B. Failure to present grounds earlier

The only basis on which Giorgio argues that he has a valid reason for not moving to withdraw his plea at an earlier time is that he was unaware of the actual conflict of interest. Having rejected the argument that an actual conflict of interest exists, the Court finds that this factor does not weigh in favor of withdrawal.

C. Whether defendant maintained his legal innocence

Giorgio argues that this factor should not be considered by the Court. According to Giorgio, because prejudice is presumed in Cuyler-type claims, Giorgio need not show that he "would not have plead guilty and would have insisted on going to trial." Again, having rejected Girogio's claim of an "actual conflict," the Court finds that this factor weighs heavily against withdrawal. As noted by the government, Giorgio testified over the course of several days and acknowledged under oath his participation in the charged crimes.

D. Circumstances underlying the plea

Defendant argues that the entry of the guilty plea involved an actual conflict. Having rejected this argument, the Court finds that this factor does not weigh in favor of withdrawal.

E. Nature and background of defendant

The Court finds that this factor also weighs against granting defendant's motion. Giorgio is a highly educated 62-year old man who had a high-level executive job for several decades. His nature and background suggest that Giorgio has a good deal of experience making significant decisions, many of which surely had consequences. Thus, this factor weighs against withdrawal.

F. Previous experience with criminal justice system

Giorgio has no pervious experience with the criminal justice system. Thus, this factor may weigh slightly in favor of withdrawal.

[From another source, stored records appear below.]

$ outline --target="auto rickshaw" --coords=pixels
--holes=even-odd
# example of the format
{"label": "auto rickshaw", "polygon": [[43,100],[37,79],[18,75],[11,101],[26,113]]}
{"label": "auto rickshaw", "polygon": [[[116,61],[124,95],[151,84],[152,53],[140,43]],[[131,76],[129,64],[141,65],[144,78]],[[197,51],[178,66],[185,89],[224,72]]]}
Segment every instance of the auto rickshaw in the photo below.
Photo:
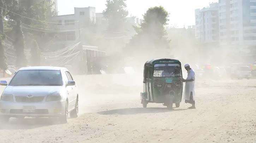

G. Prejudice to government

Because the Court finds that Giorgio falls far short of establishing that a "fair and just" reason exists to allow him to withdraw his plea, the Court need not address this factor. United States v. Alexander, 948 F.2d 1002, 1004 (6th Cir. 1991)("The prejudice to the government need not be established or considered unless and until the defendant has established a fair and just reason for vacating his plea.").

CONCLUSION

For the foregoing reasons, Defendant Giorgio's Motion to Withdraw his Plea of Guilty is DENIED.

IT IS SO ORDERED.

FootNotes


1. Giorgio argues that for ineffective assistance of counsel claims based on conflicts of interest, he need not show prejudice. In support of his position he cites Cuyler. The government argues that Cuyler is limited to dual representation cases and has no applicability to third-party payor conflicts. Regardless, the government indicates that "out of an abundance of caution and to shorten the overall analysis . . . the government will [presume] . . . that the lesser [Cuyler] standard actually did apply." Under either standard, however, the defendant must establish an actual conflict of interest. Because Giorgio fails in this regard, the issue of prejudice need not be addressed by the Court. As suggested by the government, the Court will apply the Cuyler standard.
2. To the extent defendant is arguing that "dual representation" occurred because Cascarilla and his law firm assisted SCI in some fashion with the response to the grand jury subpoenas, the analysis does not change. Because the Court applied the more favorable Cuyler standard, it does not matter whether the conflict arose from either "dual representation" or as a result of SCI's payment of legal fees.
3. The Court further notes that Giorgio's purported "antagonistic" defense is belied by the record. In his plea agreement and subsequent testimony, Giorgio indicated that he did in fact know that his actions constituted a crime. In this motion, Giorgio acknowledges that he his not "disavowing" the plea agreement. Thus, Giorgio is still claiming that he knew that his actions constituted a crime. As such, Giorgio's argument misses the mark. In footnote seven of the reply brief, Giorgio compares this case to a drug case in which the defendant acted out his boss's orders "without specific knowledge of the illegality of the crime." In this case, however, Giorgio testified that he knew his actions constituted a crime. Thus, this analogy is not on point.